Microsoft is to cut “thousands” of jobs worldwide as it attempts to beef up its presence in the cloud computing sector.
The technology giant wants to strengthen its cloud computing division but is facing intense competition from rivals such as Amazon and Google.
The cuts are expected to hit the sales team hardest as Microsoft puts more emphasis on selling cloud services.
The majority of cuts are expected to be outside the US. The company would not provide additional detail.
Microsoft employs about 121,000 people globally, including about 3,000 in the UK.
Microsoft UK has a cloud team based in Reading, as well as three data centres around the country.
In recent years, the firm has timed major reorganisations to coincide with the end of its financial year in June. Previous layoffs targeted the firm’s hardware unit.
Cloud computing involves companies storing files and programs in big data centres so they can be accessed anywhere, not just on individual computers.
Microsoft wants to target its sales operations better in an effort to attract businesses looking to shift storage and other parts of their businesses online to the cloud.
Microsoft said it had notified some employees that their positions will be “eliminated”.
“Microsoft is implementing changes to better serve our customers and partners,” it said in a statement.

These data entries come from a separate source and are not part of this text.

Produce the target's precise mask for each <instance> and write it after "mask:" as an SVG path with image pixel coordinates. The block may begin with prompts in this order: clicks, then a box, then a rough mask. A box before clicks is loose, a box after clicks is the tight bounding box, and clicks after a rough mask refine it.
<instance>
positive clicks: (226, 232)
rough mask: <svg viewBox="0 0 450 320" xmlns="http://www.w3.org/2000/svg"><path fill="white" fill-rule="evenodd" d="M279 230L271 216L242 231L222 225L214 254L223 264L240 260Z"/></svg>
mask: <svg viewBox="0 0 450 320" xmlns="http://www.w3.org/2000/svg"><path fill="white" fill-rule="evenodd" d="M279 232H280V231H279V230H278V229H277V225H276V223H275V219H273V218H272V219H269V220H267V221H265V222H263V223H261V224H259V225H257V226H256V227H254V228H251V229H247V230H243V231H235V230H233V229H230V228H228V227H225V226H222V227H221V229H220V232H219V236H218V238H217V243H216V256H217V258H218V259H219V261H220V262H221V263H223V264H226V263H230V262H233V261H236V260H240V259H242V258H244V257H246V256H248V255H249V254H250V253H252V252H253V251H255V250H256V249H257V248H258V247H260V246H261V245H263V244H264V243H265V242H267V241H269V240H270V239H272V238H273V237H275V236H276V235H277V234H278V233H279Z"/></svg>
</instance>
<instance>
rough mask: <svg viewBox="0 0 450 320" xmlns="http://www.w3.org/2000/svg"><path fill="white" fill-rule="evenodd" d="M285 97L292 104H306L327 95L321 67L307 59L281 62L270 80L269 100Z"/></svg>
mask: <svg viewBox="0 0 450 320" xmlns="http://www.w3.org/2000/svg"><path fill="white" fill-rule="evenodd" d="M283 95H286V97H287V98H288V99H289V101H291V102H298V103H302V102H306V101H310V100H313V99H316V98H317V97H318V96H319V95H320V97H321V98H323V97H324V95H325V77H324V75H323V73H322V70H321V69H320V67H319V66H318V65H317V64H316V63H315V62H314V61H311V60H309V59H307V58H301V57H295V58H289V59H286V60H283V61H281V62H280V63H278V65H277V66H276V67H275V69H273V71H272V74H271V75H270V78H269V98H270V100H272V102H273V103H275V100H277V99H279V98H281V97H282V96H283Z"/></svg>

“Like all companies, we evaluate our business on a regular basis. This can result in increased investment in some places and, from time-to-time, re-deployment in others.”
Chief executive Satya Nadella has been focusing on the firm’s cloud unit, which has been a source of strength for Microsoft.
The firm said its “intelligent cloud” products generated $1.7bn (£1.3bn) in revenue for the nine months to the end of March, driven by doubling revenue from its cloud computing platform Azure.
However, Microsoft is still lagging a long way behind Amazon Web Services in the sector.